Simone de Oliveira viajou até Angola para animar as tropas portuguesas na Guerra Colonial, no final dos anos 60, e fez um acordo com as três colegas que a acompanharam que, mesmo em caso de violação, não iriam fazer denúncias.
Na altura, Simone tinha 23 anos e foi cantar para os militares portugueses que não viam as famílias há muito tempo.
Ciente de que poderiam ser atacadas sexualmente por algum deles, as artistas chegaram a um acordo secreto para que, mesmo em caso de violação, não os iriam denunciar, pois o mais provável é que fossem castigados com a morte.
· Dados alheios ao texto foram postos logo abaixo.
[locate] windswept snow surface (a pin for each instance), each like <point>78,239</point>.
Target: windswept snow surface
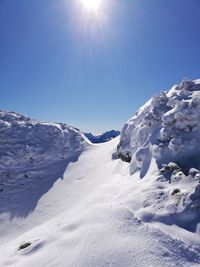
<point>88,219</point>
<point>93,210</point>
<point>101,138</point>
<point>33,155</point>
“Nós tínhamos feito um pacto pelas quatro mulheres: acontecesse o que acontecesse, se alguém se tivesse metido connosco, e não temos isto para dizer de ninguém, nós calaríamos porque eles eram encostados à parede e fuzilados (…) Fizemos esse pacto. Nós não abriríamos a boca“, disse em conversa com Júlia Pinheiro.
“Rigorosamente ninguém se meteu connosco. Não temos isto para dizer de ninguém“, garantiu.
“Ai, agora pôs-me uma pedra dentro… Que horror pensar numa coisa dessas. E era tão novinha“, reagiu Júlia Pinheiro.